Hollywood Reporter awards columnist Scott Feinberg ’08 prepares his winning picks for the Oscars

Brandeis alumnus gives inside look into Hollywood's big night

Brandeis University's Academy Award from the archivesPhoto/Mike Lovett

Scott Feinberg ’08 will attend the the 89th Academy Awards on Feb. 26 at the Dolby Theatre. It will be his seventh Oscars.

Feinberg, the awards columnist for The Hollywood Reporter, is tasked with evaluating movies at film festivals around the world in preparation for his highly-anticipated Oscars predictions. For Feinberg, the Academy Awards aren’t just the biggest stage for movies and their casts—it's when he finds out whether months of film-viewing and research translated into accurate picks for his readers.

BrandeisNOW sat down with Feinberg ahead of Hollywood’s big night.

BrandeisNOW: At the Oscars you’re a journalist in a crowd full of movie stars. What is that like?

Scott Feinberg: Witnessing the Oscars in-person is an experience. Everyone who enters the Dolby Theatre walks in on the red carpet. The theatre has a bunch of lobbies where you can mingle with people before the show and during commercial breaks.

I remember the first time I went in 2009, as a rookie reporter for the LA Times. My job was actually to stay in the room where they bring the Oscar winners as soon as they walk off stage. Since 2011, a year after I joined The Hollywood Reporter, I’ve had a seat in the theatre, where I tweet out analysis during the show. A few publications get a set number of seats and as a reporter you’re not in the very front with the nominees, but you’re mixed in with Academy members or others in the audience.

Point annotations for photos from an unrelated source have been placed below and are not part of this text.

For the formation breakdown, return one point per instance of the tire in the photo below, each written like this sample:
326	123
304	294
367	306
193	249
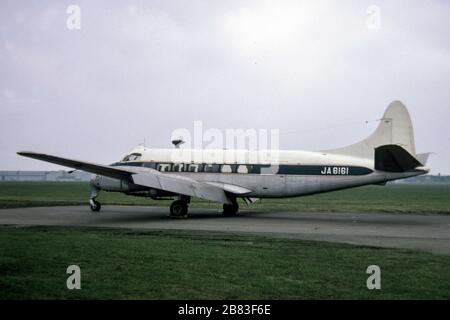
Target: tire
96	207
230	210
178	208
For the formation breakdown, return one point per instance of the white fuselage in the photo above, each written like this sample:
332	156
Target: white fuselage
268	174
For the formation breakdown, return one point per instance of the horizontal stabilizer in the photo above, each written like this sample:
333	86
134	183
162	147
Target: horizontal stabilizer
423	157
393	158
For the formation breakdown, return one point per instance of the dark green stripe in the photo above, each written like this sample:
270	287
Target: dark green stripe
287	169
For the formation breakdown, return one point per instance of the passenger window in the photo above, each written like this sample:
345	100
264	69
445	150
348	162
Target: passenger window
179	167
212	168
164	167
193	168
242	169
226	168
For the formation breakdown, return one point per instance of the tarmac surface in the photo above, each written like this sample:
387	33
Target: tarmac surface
419	232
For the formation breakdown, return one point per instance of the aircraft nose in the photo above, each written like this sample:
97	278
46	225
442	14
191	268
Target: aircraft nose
95	180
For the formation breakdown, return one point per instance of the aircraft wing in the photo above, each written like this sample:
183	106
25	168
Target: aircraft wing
181	185
109	171
149	178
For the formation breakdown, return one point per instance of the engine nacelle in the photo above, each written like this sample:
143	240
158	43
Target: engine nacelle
111	184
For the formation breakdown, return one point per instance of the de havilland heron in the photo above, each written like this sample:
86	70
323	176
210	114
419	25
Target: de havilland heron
222	176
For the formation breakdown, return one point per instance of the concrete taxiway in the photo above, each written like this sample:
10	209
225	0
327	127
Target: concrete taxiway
419	232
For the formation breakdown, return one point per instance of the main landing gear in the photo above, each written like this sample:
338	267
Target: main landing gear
230	210
95	205
179	208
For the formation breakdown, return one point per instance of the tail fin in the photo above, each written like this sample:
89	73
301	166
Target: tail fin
395	128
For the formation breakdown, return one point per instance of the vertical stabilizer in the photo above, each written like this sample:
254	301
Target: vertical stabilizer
395	128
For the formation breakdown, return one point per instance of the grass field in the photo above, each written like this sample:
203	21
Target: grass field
393	198
119	264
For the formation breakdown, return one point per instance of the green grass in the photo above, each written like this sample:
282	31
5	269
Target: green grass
392	198
121	264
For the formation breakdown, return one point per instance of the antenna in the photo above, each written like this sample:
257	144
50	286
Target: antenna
178	142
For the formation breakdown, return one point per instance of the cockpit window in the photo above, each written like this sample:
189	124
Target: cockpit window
132	157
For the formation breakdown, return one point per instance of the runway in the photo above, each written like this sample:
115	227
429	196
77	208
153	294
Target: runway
420	232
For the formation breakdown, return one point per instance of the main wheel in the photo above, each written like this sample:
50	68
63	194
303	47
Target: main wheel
178	208
230	209
95	205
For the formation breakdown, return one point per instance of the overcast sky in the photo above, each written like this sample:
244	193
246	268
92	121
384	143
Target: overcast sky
137	70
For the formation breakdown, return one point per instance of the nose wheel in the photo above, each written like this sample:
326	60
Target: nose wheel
95	205
179	209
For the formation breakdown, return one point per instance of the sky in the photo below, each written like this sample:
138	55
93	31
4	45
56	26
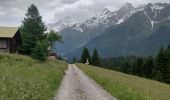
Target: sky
12	12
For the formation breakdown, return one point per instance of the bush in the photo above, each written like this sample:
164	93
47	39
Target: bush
40	51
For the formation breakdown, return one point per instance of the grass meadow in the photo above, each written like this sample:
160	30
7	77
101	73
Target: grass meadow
127	87
22	78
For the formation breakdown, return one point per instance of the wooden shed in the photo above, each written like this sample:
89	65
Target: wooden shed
10	39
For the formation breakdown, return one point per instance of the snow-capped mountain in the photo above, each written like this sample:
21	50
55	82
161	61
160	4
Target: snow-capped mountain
142	31
80	33
63	23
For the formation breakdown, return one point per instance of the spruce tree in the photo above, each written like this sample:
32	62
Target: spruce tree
95	58
32	30
85	55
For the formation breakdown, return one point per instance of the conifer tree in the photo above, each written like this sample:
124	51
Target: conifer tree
85	55
95	58
32	30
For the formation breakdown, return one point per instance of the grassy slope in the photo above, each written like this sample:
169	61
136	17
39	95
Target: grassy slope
127	87
22	78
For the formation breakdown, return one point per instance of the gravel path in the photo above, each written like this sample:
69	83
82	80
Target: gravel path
78	86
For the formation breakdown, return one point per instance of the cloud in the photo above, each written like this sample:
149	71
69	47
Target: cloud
12	12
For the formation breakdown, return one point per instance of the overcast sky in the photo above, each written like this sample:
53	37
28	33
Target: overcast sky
12	12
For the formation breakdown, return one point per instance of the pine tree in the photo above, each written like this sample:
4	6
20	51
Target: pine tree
95	58
85	55
32	30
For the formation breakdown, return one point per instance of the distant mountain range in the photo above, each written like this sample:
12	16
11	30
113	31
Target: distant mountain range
127	31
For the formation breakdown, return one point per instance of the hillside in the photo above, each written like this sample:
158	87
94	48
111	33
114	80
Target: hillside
22	78
127	87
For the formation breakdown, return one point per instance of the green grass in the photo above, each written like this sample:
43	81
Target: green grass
127	87
22	78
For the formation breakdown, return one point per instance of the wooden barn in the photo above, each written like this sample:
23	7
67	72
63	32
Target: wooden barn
10	39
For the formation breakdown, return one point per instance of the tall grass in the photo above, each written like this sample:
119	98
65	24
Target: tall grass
127	87
22	78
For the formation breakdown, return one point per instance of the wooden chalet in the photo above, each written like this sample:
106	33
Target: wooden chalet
10	39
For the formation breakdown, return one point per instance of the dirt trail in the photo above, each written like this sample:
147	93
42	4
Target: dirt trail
78	86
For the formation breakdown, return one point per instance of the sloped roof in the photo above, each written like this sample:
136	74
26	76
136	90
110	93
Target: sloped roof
8	32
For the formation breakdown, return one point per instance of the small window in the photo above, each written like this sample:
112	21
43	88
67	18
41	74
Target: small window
3	44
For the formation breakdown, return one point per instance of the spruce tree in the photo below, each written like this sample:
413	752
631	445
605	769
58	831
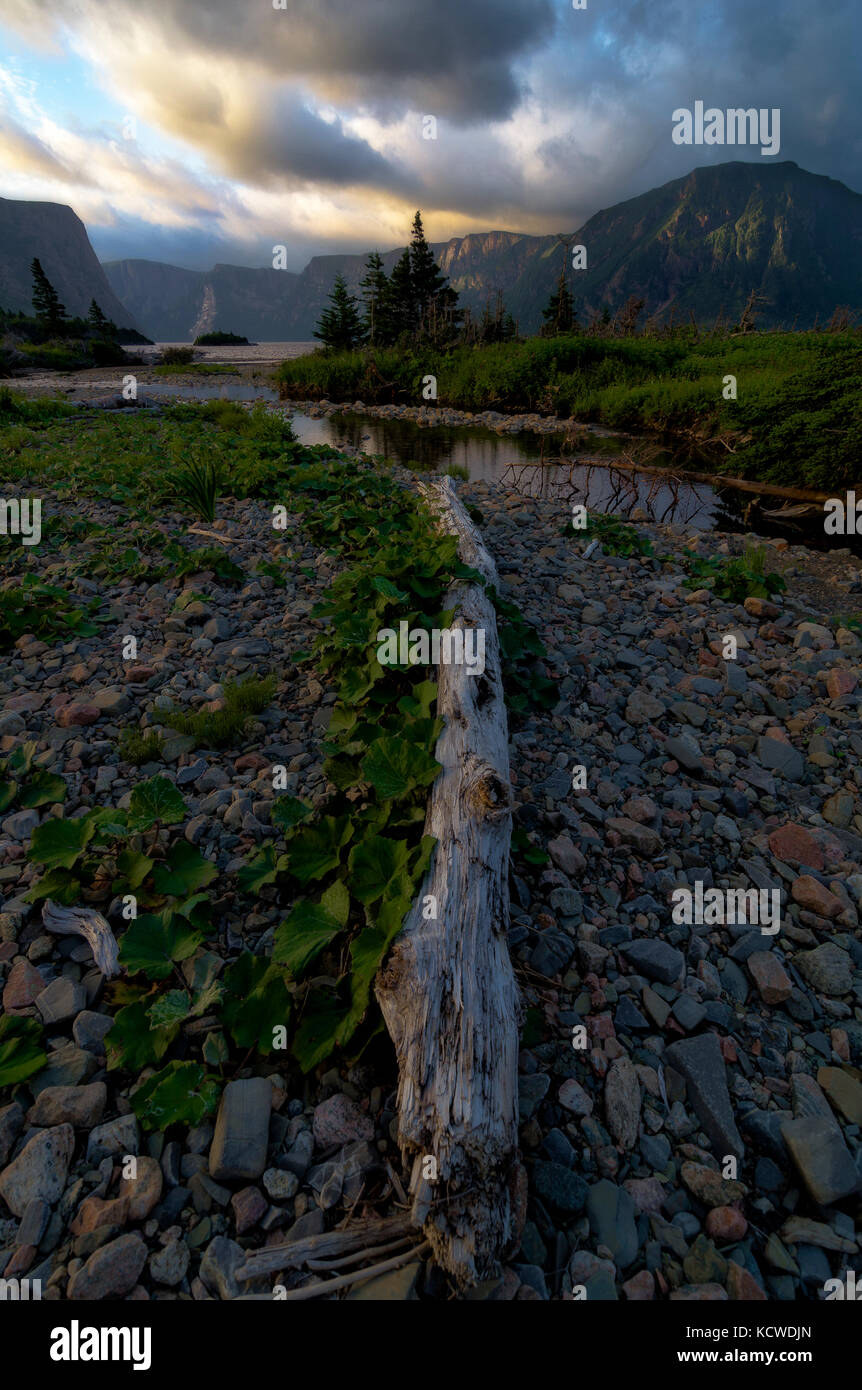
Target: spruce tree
339	325
435	303
559	313
46	302
376	293
399	303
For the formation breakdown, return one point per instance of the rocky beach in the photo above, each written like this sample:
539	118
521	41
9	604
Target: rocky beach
690	1091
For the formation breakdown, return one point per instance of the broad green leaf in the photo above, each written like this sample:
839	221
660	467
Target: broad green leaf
366	955
184	870
59	843
21	759
337	900
200	972
314	849
303	936
420	699
132	1043
314	1039
262	869
42	790
206	1000
152	944
214	1048
156	801
168	1008
394	767
60	884
421	858
181	1093
288	812
389	915
21	1052
132	868
256	1001
374	863
388	590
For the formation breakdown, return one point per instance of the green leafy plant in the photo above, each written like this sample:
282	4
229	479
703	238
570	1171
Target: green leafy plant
737	578
21	1052
22	787
42	610
198	485
224	727
139	747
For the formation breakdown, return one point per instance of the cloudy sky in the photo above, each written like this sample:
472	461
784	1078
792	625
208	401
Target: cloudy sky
195	131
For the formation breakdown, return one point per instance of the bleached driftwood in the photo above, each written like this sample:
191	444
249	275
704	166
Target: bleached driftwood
328	1244
88	923
446	990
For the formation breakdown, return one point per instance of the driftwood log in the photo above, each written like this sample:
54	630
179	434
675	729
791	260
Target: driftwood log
446	990
88	923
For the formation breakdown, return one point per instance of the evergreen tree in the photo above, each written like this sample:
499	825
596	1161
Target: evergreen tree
376	298
46	302
559	313
98	320
339	325
434	300
399	303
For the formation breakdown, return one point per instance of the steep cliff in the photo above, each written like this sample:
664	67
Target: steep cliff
700	243
57	238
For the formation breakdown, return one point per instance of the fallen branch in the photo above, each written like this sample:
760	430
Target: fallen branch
448	991
328	1244
88	923
216	535
359	1276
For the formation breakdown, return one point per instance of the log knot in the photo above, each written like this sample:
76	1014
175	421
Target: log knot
485	792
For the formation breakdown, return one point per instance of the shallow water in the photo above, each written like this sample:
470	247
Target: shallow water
523	463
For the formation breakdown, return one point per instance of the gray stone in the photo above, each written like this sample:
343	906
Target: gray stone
218	1266
623	1102
780	758
701	1062
242	1129
822	1158
655	959
11	1123
110	1272
559	1186
531	1091
280	1184
66	1065
61	1000
81	1105
686	752
170	1265
611	1211
91	1029
120	1136
827	969
39	1171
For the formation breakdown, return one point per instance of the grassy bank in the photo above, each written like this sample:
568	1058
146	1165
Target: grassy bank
797	419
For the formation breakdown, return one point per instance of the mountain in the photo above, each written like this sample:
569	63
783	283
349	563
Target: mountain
54	235
698	245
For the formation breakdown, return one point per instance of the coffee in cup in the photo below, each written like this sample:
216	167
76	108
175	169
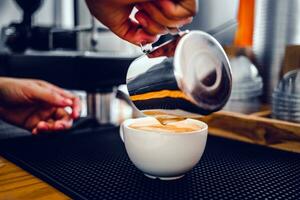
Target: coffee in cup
164	151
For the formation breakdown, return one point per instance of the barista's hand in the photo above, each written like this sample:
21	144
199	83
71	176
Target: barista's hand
36	105
154	17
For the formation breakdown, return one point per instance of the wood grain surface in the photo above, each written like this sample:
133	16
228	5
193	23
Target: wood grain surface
17	184
255	128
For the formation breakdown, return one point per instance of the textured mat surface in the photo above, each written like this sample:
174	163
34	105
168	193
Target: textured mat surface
94	165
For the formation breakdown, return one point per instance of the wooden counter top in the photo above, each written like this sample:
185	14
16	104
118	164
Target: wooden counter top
15	184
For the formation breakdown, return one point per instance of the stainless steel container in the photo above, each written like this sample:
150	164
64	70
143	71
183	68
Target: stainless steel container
188	75
277	24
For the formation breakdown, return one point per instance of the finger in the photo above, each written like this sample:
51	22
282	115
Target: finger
38	115
62	119
55	88
149	25
178	10
158	16
42	126
76	108
49	96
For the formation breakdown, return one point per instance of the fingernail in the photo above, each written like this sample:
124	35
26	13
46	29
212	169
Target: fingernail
143	22
68	102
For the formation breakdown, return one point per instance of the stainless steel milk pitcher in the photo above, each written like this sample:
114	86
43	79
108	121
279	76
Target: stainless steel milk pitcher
187	75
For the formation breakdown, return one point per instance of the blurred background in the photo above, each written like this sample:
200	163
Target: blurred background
261	38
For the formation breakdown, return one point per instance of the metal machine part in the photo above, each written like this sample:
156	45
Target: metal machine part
100	106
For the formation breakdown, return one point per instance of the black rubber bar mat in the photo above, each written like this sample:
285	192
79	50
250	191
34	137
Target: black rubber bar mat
94	165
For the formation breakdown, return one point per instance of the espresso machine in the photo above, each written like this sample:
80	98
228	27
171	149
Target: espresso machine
57	55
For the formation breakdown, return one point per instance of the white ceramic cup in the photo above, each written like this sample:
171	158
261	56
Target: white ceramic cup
162	155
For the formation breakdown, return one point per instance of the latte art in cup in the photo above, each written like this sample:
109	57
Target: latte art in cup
179	127
165	150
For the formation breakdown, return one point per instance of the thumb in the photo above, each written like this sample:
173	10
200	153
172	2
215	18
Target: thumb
47	96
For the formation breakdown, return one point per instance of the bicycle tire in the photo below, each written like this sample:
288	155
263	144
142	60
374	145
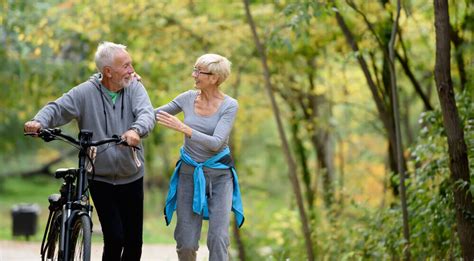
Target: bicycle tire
80	244
52	245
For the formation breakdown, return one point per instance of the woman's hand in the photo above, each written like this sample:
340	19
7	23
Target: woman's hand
172	122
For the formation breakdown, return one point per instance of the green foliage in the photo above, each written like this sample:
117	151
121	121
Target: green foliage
47	48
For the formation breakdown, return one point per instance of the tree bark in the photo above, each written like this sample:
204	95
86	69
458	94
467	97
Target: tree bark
383	109
281	131
457	149
395	109
235	228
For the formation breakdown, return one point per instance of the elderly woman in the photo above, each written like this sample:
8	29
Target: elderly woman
204	184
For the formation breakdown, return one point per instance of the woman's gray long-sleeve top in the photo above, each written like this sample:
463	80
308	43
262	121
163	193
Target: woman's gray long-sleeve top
210	134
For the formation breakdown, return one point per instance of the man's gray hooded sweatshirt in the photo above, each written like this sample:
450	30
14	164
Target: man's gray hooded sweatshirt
92	107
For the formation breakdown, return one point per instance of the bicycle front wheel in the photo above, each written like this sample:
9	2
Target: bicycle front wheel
81	239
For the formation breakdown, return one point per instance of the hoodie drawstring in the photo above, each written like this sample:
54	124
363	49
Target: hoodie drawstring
103	107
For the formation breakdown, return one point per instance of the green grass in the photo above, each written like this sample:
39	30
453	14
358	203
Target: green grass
35	190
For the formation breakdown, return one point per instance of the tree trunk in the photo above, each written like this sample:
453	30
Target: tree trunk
235	228
399	148
457	149
383	110
281	131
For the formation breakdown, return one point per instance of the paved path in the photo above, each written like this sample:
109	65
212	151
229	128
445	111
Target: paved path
29	251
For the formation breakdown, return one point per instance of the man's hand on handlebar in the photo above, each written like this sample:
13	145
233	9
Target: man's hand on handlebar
32	127
131	137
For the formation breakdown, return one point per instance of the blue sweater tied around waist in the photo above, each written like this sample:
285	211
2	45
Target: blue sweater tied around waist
199	197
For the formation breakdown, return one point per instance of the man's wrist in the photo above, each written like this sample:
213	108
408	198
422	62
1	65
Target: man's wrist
136	131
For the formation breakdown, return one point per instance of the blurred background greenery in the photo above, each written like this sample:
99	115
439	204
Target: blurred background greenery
335	129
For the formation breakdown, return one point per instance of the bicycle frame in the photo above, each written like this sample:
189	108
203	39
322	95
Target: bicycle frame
74	200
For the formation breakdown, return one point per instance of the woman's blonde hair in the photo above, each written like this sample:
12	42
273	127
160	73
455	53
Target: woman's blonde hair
215	64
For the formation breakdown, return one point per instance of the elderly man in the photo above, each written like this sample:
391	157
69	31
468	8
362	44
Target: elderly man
110	102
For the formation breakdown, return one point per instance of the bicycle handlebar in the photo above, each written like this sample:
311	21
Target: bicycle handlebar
50	134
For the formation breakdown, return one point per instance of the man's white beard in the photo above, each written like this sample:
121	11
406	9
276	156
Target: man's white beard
124	83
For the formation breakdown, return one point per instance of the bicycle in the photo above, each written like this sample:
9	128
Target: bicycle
68	231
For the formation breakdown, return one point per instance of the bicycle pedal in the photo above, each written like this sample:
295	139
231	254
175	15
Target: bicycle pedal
53	198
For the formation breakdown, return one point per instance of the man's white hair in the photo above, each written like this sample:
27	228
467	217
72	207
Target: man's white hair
105	54
216	64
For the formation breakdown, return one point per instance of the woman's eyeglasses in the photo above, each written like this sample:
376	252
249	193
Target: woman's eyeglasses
197	72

BNOW: Most people watch the Oscars at home. What’s it like in the theater?

SF: A big part of my job is to tell people what’s going on off-camera. I’m the eyes and ears for people not in the room. Sometimes the audience members just get into conversations or they’ll be on their phones, but other times interesting things happen.

Last year, after Lady Gaga performed a number on stage that involved dozens of sexual assault survivors, the show cut to commercial. So at home, you didn’t see that those survivors didn’t have seats in the auditorium and were escorted out of the theatre. As they came off the stage, they passed everyone in the front row and the actress Brie Larson—who plays a sexual assault survivor in the movie “Room”—got up and hugged every one of them.

It was a gesture done for no other reason than her own genuine kindness. It spoke to what kind of person Brie Larson is.

BNOW: Every year, you provide predictions. How do you go about preparing?

SF: I try to see every movie that’s been nominated. To get as many predictions correct as possible, you really do need to see everything.

BNOW: Do you find there’s an optimum way for you to watch a movie if you’re evaluating it as a potential Oscar winner?

SF: Most of the time I see them in screening rooms or at film festivals. I go to a ton each year, Telluride, Toronto, New York, Savannah, Santa Barbara and the list goes on. Sometimes I’ll watch them at home on a screener.

But, the ideal thing, from my point of view, is to see a movie on a big screen, in an environment where everyone else is equally serious about evaluating the film—with fellow lovers of film. You don’t want people checking phones or crunching on popcorn. So seeing a movie at a film festival is best.

BNOW: Are there any kind of rules you follow once it’s time to make a prediction?

SF: Each category is different, but there are rules, sort of. Some have asked, ‘Can you Nate Silver the Oscars?’ It’s tricky. The Academy, which does the voting, is 7,000 people—not a huge group—and they all have personal preferences and biases that no stats can account for. The human element is hard to quantify, so I talk to a lot of voters. At the same time, there are stats and conventions with regard to some of the categories that you can’t avoid. You also have to know how the voting itself works.

BNOW: What’s your success rate?

SF: In my best years, I’ve gotten 21 of 24 predictions correct. In a bad year, maybe 17 of 24.

BNOW: When can we expect you to make your picks?

SF: The voting period ends on Feb. 21 and I don’t like to lock myself in before then because anything can happen. I reserve the right to change my picks until the day of. Some years I feel great about them and other years I don’t. To consistently get a high tally, you need to know what you’re talking about.

BNOW: What’s it like watching the Oscars unfold and having your predictions stand up to reality?

SF: It’s a culmination of six months of obsessing, starting with the Telluride Festival over Labor Day weekend. It’s non-stop after that point. I love what I do and miss it once the Oscars are over, but on the other hand it’s exhausting.

It’s not saving the world, but the Oscars mean a lot to a lot of people. There’s a rich history. If you win an Oscar, you’re referred to as Oscar winner forever after. It’s the first line in your obituary. It’s a big deal. People are much more on the edge of their seats, and it’s much more emotional than any other awards ceremony.

BNOW: Is there a designer that’s going to outfit you?

SF: You and my mom will be interested to know that I’ll be wearing Paul Smith. It’s a navy blue tux with a black shawl.